Harris appeared in five games last year and started the regular-season finale against Ottawa. The six-foot-three, 235-pound Harris completed 26-of-36 passes for 281 yards with two touchdowns and an interception in a 23-5 win.

"He has gotten playing time. He's not like a normal backup that comes in very green," Milanovich said. "Trevor is highly intelligent. Phenomenal the way he prepares himself even when he's not the starter.

"The fact this is his team right now, I don't think that weighs too heavily on him. I think he embraces that."

The Argos missed the playoffs last season with an 8-10 record. The Eskimos finished second in the West Division at 12-6 before losing to eventual Grey Cup-champion Calgary in the conference final.

The Eskimos have also been displaced from Commonwealth Stadium to start this season by the Women's World Cup soccer event. However, they'll be back in their home building by mid-July.

The Argos arrived Thursday evening following a four-hour non-stop charter flight from Toronto. The Eskimos held their walkthrough in Edmonton on Friday morning before a quick flight north.

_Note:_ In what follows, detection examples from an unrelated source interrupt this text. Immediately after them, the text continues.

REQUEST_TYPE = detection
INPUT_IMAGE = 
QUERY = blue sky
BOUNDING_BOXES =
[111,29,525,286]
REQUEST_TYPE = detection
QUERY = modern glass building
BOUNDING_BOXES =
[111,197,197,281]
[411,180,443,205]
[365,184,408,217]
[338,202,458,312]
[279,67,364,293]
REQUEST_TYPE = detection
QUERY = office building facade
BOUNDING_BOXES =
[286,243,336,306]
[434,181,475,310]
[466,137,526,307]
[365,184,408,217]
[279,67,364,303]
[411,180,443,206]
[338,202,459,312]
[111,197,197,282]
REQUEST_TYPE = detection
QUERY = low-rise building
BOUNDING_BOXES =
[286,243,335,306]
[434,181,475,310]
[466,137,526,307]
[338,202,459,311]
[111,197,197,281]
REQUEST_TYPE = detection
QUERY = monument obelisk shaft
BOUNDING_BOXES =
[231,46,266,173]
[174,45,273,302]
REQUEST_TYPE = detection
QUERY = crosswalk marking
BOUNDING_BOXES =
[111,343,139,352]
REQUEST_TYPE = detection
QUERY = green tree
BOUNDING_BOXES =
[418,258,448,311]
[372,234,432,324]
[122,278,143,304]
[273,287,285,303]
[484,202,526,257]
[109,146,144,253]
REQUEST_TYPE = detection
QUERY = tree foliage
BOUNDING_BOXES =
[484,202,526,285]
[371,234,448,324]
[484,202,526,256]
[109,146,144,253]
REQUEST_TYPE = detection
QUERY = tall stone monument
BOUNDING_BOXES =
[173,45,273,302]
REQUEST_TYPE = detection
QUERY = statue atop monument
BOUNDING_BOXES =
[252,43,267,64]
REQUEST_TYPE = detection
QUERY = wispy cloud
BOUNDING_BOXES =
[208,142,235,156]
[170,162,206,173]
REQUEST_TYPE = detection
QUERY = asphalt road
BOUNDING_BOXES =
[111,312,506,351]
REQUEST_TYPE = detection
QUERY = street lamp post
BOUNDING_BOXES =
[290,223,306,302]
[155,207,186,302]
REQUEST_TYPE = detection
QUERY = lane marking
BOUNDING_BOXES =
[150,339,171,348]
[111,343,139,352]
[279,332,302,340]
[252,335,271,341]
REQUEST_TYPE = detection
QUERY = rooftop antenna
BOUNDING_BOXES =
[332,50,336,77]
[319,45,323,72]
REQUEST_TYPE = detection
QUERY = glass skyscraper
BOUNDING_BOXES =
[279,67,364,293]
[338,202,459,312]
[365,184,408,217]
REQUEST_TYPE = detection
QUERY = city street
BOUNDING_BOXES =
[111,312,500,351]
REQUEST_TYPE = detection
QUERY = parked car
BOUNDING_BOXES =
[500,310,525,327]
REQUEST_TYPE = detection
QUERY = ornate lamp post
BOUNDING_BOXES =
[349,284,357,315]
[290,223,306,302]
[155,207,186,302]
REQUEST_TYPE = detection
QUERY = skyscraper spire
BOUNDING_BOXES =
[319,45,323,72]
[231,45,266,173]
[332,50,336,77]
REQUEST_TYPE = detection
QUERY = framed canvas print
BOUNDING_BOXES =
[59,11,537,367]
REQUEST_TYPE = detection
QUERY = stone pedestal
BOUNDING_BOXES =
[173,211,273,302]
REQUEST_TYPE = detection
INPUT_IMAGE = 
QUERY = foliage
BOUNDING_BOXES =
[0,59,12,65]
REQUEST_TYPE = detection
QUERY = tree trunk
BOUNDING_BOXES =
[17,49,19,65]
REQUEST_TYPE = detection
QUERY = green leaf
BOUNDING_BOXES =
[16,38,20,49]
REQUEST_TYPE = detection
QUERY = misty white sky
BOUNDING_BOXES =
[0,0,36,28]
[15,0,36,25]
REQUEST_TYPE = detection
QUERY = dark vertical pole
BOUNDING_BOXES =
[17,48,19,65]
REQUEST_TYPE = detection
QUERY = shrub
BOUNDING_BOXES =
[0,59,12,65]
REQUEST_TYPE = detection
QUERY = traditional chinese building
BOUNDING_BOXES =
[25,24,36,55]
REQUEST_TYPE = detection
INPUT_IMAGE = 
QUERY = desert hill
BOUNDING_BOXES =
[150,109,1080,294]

"The crowd was pretty full when we were here last time and it was a fun place to play a football game in," Eskimos quarterback Mike Reilly said. "It's in Alberta, so we're excited we should have a pretty good turnout from out fan base.

"We did have the opportunity to go and play a couple of weeks ago here, but once the ball is kicked, football is football. Nobody really cares where you're playing. Once that ball is kicked off, you've got one thing to do and that's win."